- Any of several approaches may be used in managing women who have low-grade Pap smear abnormalities.
- Women’s preferences for a particular management approach to an abnormal Pap smear vary widely.
- Asking patients specific questions about their desire to avoid procedures and tolerance for uncertainty may help to clarify preferences.
The management of women who have low-grade cytologic abnormalities—including atypical squamous cells (ASC) and low-grade squamous intraepithelial lesions (LSIL)—is controversial.1-4 Without strong evidence favoring a single approach, some clinicians recommend immediate colposcopy to obtain a definitive diagnosis and to exclude the presence of a high-grade lesion, while others recommend observation with serial Pap smears, given the tendency for many low-grade lesions to regress spontaneously.5,6 Immediate colposcopy has the advantage of giving a patient a relatively rapid assessment of the nature and extent of her cervical dysplasia; however, the procedure is uncomfortable, and overall management may not be affected. Observation with serial Pap smears may avoid an invasive procedure, but it may also cause anxiety as time passes without a definitive diagnosis.
Eliciting and understanding patient preferences is an important part of clinical decision making. The clinician provides the best available information on the probability of clinical outcomes and the implications of each for the patient’s health. But only the patient knows what these outcomes mean to her well-being (also called “utility”).
Given the clinical disagreement over how to proceed with abnormal ASC and LSIL Pap smear results, the decision should be influenced by a patient’s preference, informed by knowledge of outcomes and costs of alternative approaches. It is unclear which approach women prefer, and whether women’s preferences for specific protocols are associated with sociodemographic characteristics. To understand better how women weigh these trade-offs, we evaluated the preferences of a diverse group of women for contrasting management approaches to the evaluation of a hypothetical low-grade abnormal Pap smear result.
Methods
Study population
Study participants were recruited from the waiting rooms of 5 family planning clinics in Northern California’s Central Valley. Women were eligible for the study if they were 18 years of age or older, or, if minors, they were emancipated and could thus provide informed consent. Potential subjects were excluded if they spoke neither English nor Spanish or if they had never had a Pap smear. The study protocol and informed consent procedures were reviewed and approved by the University of California, Davis, Human Subjects Committee.
Instruments and outcome measures
Interviews were conducted in English or Spanish. Information regarding demographic characteristics, level of education, past experiences with abnormal Pap smears and cervical cancer, and self-rated religiosity was collected with a self-administered questionnaire. The primary outcome measures were utilities (quantified preferences for specific health states) for 6 different scenarios.
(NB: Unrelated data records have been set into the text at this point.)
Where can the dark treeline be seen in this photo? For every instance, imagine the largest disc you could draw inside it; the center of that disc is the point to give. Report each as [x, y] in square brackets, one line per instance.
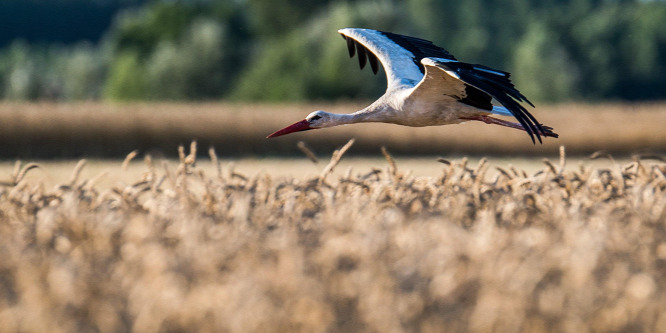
[289, 50]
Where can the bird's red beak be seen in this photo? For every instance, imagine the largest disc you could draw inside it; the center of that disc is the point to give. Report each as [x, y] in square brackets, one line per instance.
[302, 125]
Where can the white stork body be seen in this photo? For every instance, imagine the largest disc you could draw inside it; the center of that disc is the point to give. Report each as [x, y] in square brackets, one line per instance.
[426, 86]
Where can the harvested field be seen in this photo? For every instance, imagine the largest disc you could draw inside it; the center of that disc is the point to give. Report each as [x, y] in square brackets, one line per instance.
[111, 130]
[473, 247]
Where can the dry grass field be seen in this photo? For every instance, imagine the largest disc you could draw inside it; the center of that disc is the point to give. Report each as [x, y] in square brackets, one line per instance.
[205, 246]
[50, 130]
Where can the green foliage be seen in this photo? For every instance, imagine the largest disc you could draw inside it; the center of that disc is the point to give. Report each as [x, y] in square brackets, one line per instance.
[538, 53]
[312, 63]
[289, 49]
[191, 68]
[127, 78]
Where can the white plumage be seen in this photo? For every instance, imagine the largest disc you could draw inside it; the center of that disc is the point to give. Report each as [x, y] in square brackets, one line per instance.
[427, 86]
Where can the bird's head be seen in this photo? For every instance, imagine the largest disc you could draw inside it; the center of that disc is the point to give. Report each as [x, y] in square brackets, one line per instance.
[314, 120]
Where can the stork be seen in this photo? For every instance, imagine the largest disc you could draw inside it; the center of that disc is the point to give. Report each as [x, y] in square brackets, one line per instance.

These were assessed by the standard gamble (SG) method, described in more detail below.7
Possible utility scores range from 0 to 1. A score of 0 represents immediate death; a score of 1 represents full (or ideal) health for the rest of one’s life. Because the scenarios under consideration in this study did not involve any meaningful level of risk of death, we expected utility scores for the scenarios to cluster toward the upper end of the scale. As a result, a measurement instrument based on an “immediate death” versus “full health” scale would be unable to discriminate between different scenarios. To avoid this problem, a scale was used in which the lower end point was a non-death state unambiguously less preferred than each of the scenarios under consideration.8 We used “invasive cervical cancer requiring hysterectomy” as the lower end point (utility of 0) contrasted with “full health with all normal Pap smears” (utility of 1) to generate the original score (SG Dys). In a separate standard gamble, subjects rated invasive cervical cancer versus immediate death (SG Ca), so that all utilities could be converted to the standard scale, using the formula: (1 – SG Ca) (SG Dys) + SG Ca.
The 6 scenarios rated in the study are shown in Table 1. The scenarios represent 3 sets of progressively more invasive interventions for a low-grade abnormal Pap smear: (1) resolution, representing spontaneous regression with treatment not required; (2) a low-grade abnormality requiring treatment with cryotherapy; (3) a more severe abnormality requiring a cervical cone biopsy. Following either spontaneous resolution or treatment, all scenarios assumed the abnormality was resolved. For each of the 3 results, a management strategy based on observation with serial Pap smears was applied in 1 instance, and a strategy of early colposcopy was applied in the other instance, resulting in 6 different pathways to the ultimate outcome; a normal Pap smear. The time frame for these scenarios was 18–36 months.